We will use the following as training data to train a simple Korean Word Segmenter model (character and tag are separated by | and characters-tag are separated by white space):

우|LL 리|RR 모|LL 두|MM 는|RR 자|LL연|MM 어|MM 처|MM 리|MM 를|RR 좋|LL 아|MM 합|MM 니|MM 다|RR !|LR

Where the labels are:

LL: The beginning of the word
MM: Middle part of the word
RR: The end of the word
LR: A word formed of only one character

We will save this example in a text file:

with open("train_data.txt", "w", encoding="utf8") as f:
  f.write("우|LL 리|RR 모|LL 두|MM 는|RR 자|LL 연|MM 어|RR 처|LL 리|MM 를|RR 좋|LL 아|MM 합|MM 니|MM 다|RR !|LR ")

To read this kind of dataset, you can use the helper class POS available in the sparknlp.training module.

from sparknlp.training import POS


train_data = POS().readDataset(spark, "train_data.txt")
train_data.show()

+-----------------------------+--------------------+--------------------+
|                         text|            document|                tags|
+-----------------------------+--------------------+--------------------+
|우 리 모 두 는 자 연 어 처...|[{document, 0, 32...|[{pos, 0, 0, LL, ...|
+-----------------------------+--------------------+--------------------+

The POS class creates a spark data frame with the text, document, and tags columns. They contain, respectively, the raw text, the DOCUMENT annotation, and the POS annotation of the corpus. The WordSegmenterApproach needs information on these columns is to train the model, so we need to set them as the input and POS columns:

wordSegmenter = (
    WordSegmenterApproach()
    .setInputCols(["document"])
    .setOutputCol("token")
    .setPosColumn("tags")
    .setNIterations(10)
    .setFrequencyThreshold(1) # Since our data is very small
)

pipeline = Pipeline().setStages([documentAssembler, wordSegmenter])

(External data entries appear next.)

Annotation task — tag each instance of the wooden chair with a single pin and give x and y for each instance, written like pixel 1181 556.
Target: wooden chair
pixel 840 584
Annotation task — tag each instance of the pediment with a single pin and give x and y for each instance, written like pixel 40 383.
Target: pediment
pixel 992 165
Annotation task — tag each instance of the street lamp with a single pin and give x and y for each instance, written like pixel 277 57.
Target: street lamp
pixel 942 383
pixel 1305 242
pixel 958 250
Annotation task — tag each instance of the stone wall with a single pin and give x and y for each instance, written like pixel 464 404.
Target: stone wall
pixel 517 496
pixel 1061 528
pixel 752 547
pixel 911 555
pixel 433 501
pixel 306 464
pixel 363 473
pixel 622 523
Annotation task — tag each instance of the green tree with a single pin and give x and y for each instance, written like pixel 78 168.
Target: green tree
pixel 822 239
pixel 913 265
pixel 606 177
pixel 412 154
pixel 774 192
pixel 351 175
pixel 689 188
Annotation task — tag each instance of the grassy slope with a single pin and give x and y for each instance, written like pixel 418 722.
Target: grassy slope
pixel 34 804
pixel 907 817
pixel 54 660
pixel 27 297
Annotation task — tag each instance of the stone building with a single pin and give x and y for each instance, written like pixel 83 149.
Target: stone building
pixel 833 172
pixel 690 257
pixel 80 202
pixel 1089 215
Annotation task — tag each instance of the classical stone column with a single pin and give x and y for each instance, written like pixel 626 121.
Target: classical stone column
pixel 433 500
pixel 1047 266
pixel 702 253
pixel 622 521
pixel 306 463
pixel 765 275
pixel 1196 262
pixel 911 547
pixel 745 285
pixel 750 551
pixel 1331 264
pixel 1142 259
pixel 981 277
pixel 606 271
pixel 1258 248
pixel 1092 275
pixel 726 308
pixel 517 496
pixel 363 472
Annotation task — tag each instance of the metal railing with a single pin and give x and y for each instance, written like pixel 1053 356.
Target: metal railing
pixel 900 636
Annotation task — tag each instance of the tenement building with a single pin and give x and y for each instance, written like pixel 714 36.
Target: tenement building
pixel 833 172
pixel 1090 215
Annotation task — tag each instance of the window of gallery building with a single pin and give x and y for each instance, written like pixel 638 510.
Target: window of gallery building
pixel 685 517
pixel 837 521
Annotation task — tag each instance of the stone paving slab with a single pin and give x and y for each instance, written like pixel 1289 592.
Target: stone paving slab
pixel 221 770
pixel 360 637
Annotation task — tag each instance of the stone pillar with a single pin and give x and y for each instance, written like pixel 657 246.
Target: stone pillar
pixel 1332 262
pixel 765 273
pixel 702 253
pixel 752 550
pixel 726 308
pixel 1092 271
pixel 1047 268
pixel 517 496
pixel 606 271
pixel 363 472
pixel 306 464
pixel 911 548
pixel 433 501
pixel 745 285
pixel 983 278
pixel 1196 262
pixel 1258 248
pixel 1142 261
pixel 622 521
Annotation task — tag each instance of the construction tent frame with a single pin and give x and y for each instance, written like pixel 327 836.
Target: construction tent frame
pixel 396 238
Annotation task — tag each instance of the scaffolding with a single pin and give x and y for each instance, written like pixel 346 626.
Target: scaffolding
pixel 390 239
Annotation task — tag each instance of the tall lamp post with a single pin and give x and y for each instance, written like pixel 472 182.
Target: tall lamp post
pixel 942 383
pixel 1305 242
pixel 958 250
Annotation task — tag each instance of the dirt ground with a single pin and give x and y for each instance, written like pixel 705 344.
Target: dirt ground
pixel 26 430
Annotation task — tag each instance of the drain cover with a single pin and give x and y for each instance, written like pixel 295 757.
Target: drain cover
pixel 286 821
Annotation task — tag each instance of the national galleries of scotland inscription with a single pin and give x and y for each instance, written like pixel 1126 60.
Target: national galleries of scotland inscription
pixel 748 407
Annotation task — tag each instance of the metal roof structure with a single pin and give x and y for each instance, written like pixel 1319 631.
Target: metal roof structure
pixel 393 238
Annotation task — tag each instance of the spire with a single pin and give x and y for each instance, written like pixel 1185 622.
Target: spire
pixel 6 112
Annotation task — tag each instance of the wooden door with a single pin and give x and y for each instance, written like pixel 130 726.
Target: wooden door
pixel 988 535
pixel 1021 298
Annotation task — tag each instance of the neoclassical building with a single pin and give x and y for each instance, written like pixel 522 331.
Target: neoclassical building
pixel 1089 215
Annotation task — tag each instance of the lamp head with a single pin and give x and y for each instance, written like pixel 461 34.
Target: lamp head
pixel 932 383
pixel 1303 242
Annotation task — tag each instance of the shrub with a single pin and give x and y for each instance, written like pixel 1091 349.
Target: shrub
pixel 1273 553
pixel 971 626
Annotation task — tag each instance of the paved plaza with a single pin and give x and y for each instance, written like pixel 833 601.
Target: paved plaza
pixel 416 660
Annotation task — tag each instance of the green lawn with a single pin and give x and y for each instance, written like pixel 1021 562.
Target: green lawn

Then, to train the model we fit it into the training data:

pipelineModel = pipeline.fit(train_data)

Done, we have our brand-new Word Segmenter model. Let’s see how to use it in practice. We will use the LightPipeline to make predictions directly on strings instead of using spark data frames. You can learn more about this class in this link and in this previous post.

lp = LightPipeline(pipelineModel)

lp.annotate("우리모두는자연어처리를좋아합니다!")

{
  "document": ["우리모두는자연어처리를좋아합니다!"],
  "token": ["우리", "모두는", "자연어", "처리를", "좋아합니다", "!"]
}

The results from Light Pipelines are a dictionary if only one string was passed or a list of dictionaries if a list of strings is used.

That’s it! Now you know how to train a new Word Segmenter model, as well as how to use a pretrained one!

Conclusion

In this post, you learned about word segmentation and how to perform this NLP task using pretrained models in Spark NLP. You also learned how to train a new model using labeled data and are ready to segment words in Chinese, Japanese, Korean, or Thai.